Home buyers often find the home of their dreams, and hurry to close the deal before it slips through their fingers. But if that appealing house turns out to be smack dab in the middle of a neighborhood fraught with problems you haven’t investigated, your dream home may quickly turn into the stuff of nightmares.
Dorcas Helfant, a broker with Coldwell Banker Professional in eastern Virginia, says, “The real estate market today is so prosperous and hot in many markets that the challenge is finding the time to research your property.” Particularly if you are moving to a new city that you aren’t familiar with, it pays to do your homework before finalizing your purchase. You’re buying more than a house, you’re buying a neighborhood.

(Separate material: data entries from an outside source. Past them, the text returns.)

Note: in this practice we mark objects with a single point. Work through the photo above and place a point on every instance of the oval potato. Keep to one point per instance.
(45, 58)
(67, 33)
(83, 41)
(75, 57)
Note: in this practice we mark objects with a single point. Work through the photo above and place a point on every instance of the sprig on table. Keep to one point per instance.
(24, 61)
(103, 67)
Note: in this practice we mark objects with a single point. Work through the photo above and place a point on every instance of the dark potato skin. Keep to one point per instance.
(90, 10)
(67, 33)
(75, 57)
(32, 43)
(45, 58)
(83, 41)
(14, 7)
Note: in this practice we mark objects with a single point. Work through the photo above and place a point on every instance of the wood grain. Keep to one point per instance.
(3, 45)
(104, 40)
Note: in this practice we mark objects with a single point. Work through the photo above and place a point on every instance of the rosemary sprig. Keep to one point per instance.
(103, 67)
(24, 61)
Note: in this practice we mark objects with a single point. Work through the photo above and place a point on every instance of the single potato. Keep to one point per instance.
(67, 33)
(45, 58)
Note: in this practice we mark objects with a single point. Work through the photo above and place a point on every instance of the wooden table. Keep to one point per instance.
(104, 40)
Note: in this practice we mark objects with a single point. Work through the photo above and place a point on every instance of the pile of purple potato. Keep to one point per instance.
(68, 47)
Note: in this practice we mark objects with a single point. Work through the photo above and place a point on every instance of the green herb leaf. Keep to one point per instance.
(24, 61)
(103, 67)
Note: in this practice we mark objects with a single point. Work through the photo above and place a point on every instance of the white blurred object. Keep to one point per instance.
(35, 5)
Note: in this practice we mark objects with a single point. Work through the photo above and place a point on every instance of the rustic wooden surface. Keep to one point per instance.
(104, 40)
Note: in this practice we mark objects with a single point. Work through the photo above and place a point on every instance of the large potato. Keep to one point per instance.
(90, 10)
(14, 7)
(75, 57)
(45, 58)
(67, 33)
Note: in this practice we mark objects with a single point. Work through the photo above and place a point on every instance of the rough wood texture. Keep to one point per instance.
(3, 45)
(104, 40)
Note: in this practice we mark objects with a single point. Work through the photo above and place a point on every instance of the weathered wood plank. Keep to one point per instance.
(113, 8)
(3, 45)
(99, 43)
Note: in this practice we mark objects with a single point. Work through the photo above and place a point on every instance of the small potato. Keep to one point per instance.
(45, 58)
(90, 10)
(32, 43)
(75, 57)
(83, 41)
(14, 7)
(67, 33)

Evaluate the traffic patterns that will affect access to your house. You need to be sure that the road in front of your house isn’t a frequently traveled route to the town dump or the Walmart down the street. Drive by the home at different times of the day to get a sense of the community and the level of road traffic and foot traffic. Spend as much time as you can just hanging out around the property, to get a feel for what it would be like to live there. Take a drive to your job, the stores you plan to frequent, your doctor’s office, or the school your children will attend. If the house is vacant, you can even ask the sellers if they’ll let you spend one night camping out in the house to assess how noisy the neighborhood will be in the evening and in the early hours of the morning.

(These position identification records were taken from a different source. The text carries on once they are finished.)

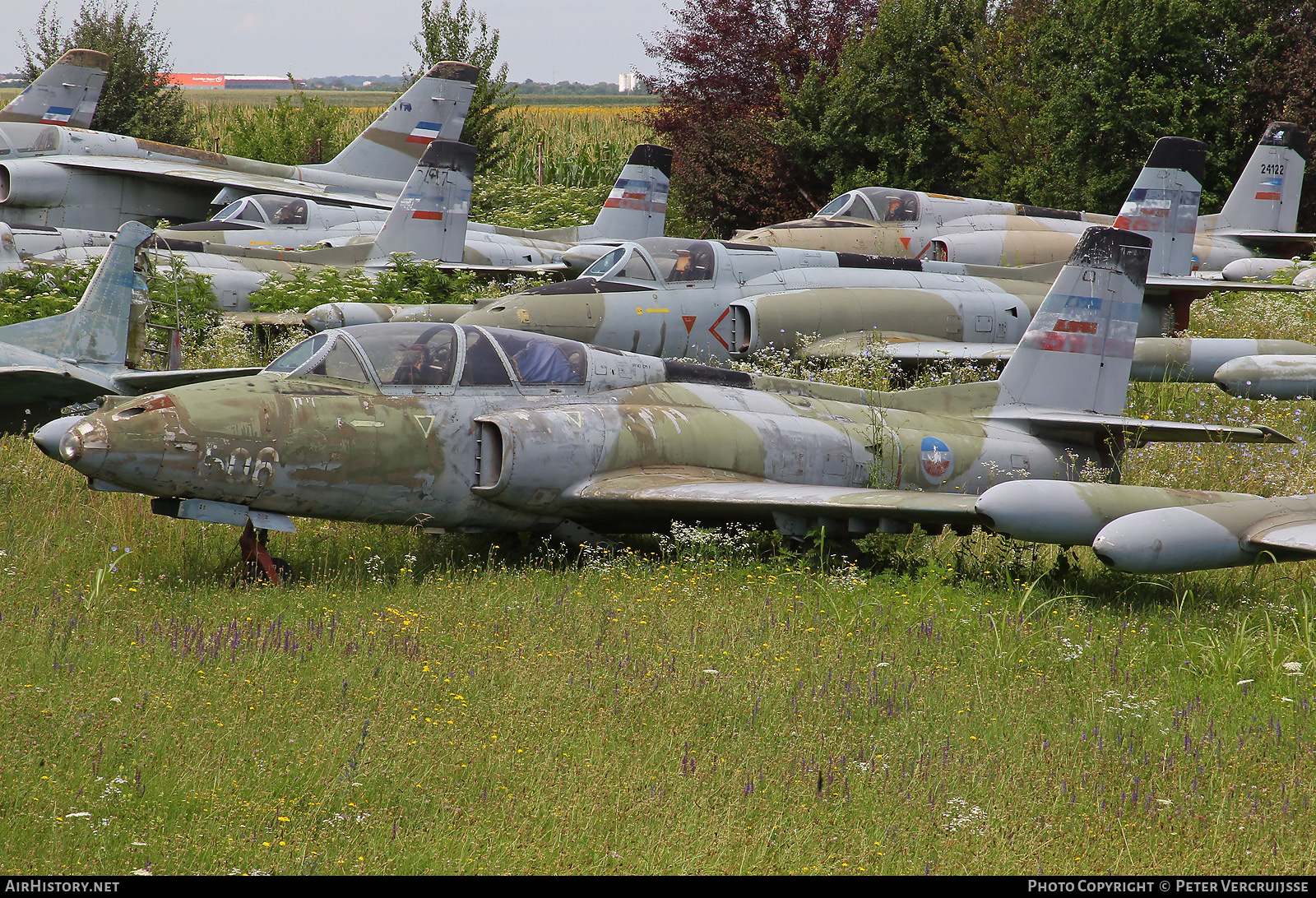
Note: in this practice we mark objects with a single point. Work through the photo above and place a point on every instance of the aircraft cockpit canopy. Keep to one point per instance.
(33, 137)
(266, 208)
(668, 258)
(420, 354)
(873, 204)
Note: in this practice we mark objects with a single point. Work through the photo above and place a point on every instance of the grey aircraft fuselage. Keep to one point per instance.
(63, 177)
(748, 298)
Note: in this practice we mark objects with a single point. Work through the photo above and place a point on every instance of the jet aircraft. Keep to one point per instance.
(1260, 216)
(66, 94)
(477, 428)
(81, 354)
(717, 300)
(56, 175)
(636, 207)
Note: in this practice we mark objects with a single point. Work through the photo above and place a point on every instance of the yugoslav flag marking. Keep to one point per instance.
(424, 132)
(936, 457)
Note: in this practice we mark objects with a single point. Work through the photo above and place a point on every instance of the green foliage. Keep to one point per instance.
(462, 35)
(410, 282)
(41, 291)
(137, 99)
(298, 129)
(886, 113)
(1040, 128)
(511, 203)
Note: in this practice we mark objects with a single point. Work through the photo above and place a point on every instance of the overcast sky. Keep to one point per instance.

Talk to other people who live in the neighborhood. You can even talk to city planners to see if the city plans to widen or redirect the road. Check the zoning of the neighborhood and surrounding areas to determine whether one day you’ll have to turn over a huge chunk of your yard to make way for urban development. “In rural properties in counties without strict zoning, what you see is not always what you get,” says Helfant. “It may be wide open to any type of zoning. What you have to understand is that if it’s in the middle of nowhere it may not be like that forever.” One other thing that may seem like a minute detail is the mineral rights to the property. If the seller does not convey mineral rights and decides to lease them or sell them to someone else, you could end up with an oil rig or a drilling operation in your backyard without having to give permission.
Current residents or the local police force can give you information about crime rates for the neighborhood. Along the same lines, check out how far the house is from vital community services such as police, fire department, hospitals, and other services you hope you’ll never need to use. Ask city officials whether you will be able to build later if you want to, and be sure to find out about sewer or septic requirements for the area. The local utility companies can usually give you a ballpark idea of what utility costs in the area have been in recent months.
In some states, the law requires a seller to disclose certain information to prospective buyers. In Massachusetts, for example, sellers must reveal to potential buyers any hidden problems that would affect their use of the property. Many realtors give sellers a form to fill out asking for any information they have about zoning, noise, proximity to airports and waste treatment, road widening prospects, and other potential nightmares that may affect the area. That document then becomes part of the purchase agreement and the seller is legally responsible for the information being accurate and complete.
A poorly-informed home buyer who purchases a house just because of its appearance might face an uphill battle if the neighborhood turns out to be the pits. It’s easy to avoid having to deal with unexpected surprises after moving in―all you have to do is spend some time inspecting your new neighborhood before signing the contract.